From the analysis of the results in Table 2, it can be seen that the runtime performance of SMORE in single-hop link prediction (KG completion) is compared with the state-of-the-art large-scale KG frameworks (including Marius, DGL-KE and PBG), and the performance of SMORE in the 1-GPU setting The time is significantly faster than PBG, but slightly slower than Marius. It also has better scalability than other systems, and runs significantly faster than DGL-KE and PBG in a multi-GPU setup, indicating the superiority of the system in terms of operating efficiency.

For the performance of inference prediction, the experimental results show that on FB15k, SMORE improves the MRR by 3.54% in the Q2B model, which proves the effectiveness of the system in improving KG inference. In the face of query answering on large KGs, baseline methods cannot scale to such large KGs due to insufficient GPU memory and computationally intensive exhaustive query sampling, while SMORE can easily Query embedding scales to these large KGs.

In addition, the experiment compares the performance of the Q2B model trained under different samplers. The results show that the performance of the bidirectional sampler (bidirectional) is better than the exhaustive sampler (exhaustive traversal), while the performance of random sampling is the worst, which proves that Effectiveness of a two-way sampling strategy.

Summarize

This paper studies the problem of knowledge graph completion and multi-hop reasoning.

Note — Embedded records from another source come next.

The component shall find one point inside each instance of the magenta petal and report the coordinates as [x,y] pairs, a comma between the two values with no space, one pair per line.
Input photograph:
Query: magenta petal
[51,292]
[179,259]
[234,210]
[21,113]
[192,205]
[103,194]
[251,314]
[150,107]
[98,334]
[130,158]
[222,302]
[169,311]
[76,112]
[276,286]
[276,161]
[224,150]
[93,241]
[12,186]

The authors propose a framework named SMORE, which is the first general framework supporting both single-hop and multi-hop reasoning in knowledge graphs. SMORE enables single-hop and multi-hop reasoning on large-scale knowledge graphs. Key to SMORE's runtime performance is a novel bidirectional rejection sampling that achieves a square root reduction in the complexity of online training data generation. In addition, SMORE reduces inference complexity by utilizing strategies such as asynchronous scheduling, overlapping CPU data sampling, and GPU embedded computing, and achieves comparable or even better runtime performance than state-of-the-art frameworks in both single-GPU and multi-GPU settings.


OpenKG

OpenKG (Chinese Open Knowledge Graph) aims to promote the openness, interconnection and crowdsourcing of knowledge graph data with Chinese as the core, and promote the open source and open source of knowledge graph algorithms, tools and platforms.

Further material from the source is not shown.